Well I suppose the more backwards things get the more the people will be crying out and eventually they will go into full revolt as they learn what is being done to them.
I think if you look at the history of patient/doctor relationships over, say, the past 50 years or so, it makes a bizarre sort of sense. What I've heard from older relatives is that up until about the 1990s, many doctors gave patients only minimal information, and patients tended to be passive and do whatever the doctor said.
(Cancer patients, in particular, were not told that they were dying. The doctor would tell the family so that they could prepare, but not the patient. There'd often be this vast conspiracy between family members coming to the hospital and pretending "Oh, everything will be fine," and patients feeling themselves deteriorating but putting on a brave face so they wouldn't upset the family. Horrible!)
Contrast that with today, where there's actually too much information (drug companies hammering consumers with TV ads, sketchy "medical" websites, brochures promising "miracle cures," and don't get me started on Jenny McCarthy and her ilk). Some patients spend their lives scouring the Internet but don't know what's reliable and what isn't. Others, like your unfortunate friend, may still have that "doctor knows best" attitude.

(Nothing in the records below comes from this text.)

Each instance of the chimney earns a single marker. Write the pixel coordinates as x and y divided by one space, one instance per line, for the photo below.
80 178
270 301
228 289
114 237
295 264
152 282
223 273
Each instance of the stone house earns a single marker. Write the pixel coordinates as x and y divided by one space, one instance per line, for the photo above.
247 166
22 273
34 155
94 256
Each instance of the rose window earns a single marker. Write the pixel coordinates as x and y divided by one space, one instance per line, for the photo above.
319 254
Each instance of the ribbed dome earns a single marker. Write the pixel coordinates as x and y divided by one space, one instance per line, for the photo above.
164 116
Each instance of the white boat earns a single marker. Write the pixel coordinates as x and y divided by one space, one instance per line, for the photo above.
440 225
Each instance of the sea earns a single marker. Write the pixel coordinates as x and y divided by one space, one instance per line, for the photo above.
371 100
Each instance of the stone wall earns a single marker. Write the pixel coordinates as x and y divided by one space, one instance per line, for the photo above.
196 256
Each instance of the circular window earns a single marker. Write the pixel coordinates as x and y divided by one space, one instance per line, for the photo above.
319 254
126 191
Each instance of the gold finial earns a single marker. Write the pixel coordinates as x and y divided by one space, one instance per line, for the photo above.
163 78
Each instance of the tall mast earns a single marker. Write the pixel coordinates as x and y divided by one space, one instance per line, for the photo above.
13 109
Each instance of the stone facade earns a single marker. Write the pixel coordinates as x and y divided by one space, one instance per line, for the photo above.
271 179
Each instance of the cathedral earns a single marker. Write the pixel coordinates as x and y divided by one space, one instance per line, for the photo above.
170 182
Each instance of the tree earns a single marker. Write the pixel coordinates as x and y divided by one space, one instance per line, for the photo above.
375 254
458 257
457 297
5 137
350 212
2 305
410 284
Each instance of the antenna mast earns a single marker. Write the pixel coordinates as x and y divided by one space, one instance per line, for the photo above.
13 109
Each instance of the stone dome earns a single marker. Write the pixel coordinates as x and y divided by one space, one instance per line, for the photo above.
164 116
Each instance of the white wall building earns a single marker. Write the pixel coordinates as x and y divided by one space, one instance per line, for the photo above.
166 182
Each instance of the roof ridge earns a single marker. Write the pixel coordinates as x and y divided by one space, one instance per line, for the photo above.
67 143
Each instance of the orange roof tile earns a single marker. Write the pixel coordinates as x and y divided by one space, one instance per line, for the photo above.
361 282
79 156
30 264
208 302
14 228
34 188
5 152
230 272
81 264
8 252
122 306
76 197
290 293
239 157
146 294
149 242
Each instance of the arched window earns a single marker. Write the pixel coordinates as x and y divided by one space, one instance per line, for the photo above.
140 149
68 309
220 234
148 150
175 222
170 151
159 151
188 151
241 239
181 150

Also, given the patchwork availability/affordability of the U.S. healthcare "system" - and also human nature - a lot of people are not proactive about their health. They wait until something goes wrong (like a heart attack) and figure "Doc'll give me a pill for that," where they'd likely have been much better off exercising, watching what they eat, etc. than ending up on a raft of medications.
In a society where health started with good prenatal care and where good health habits were taught even in pre-K, wiser choices, better quality of life, and lower medical costs would be the norm.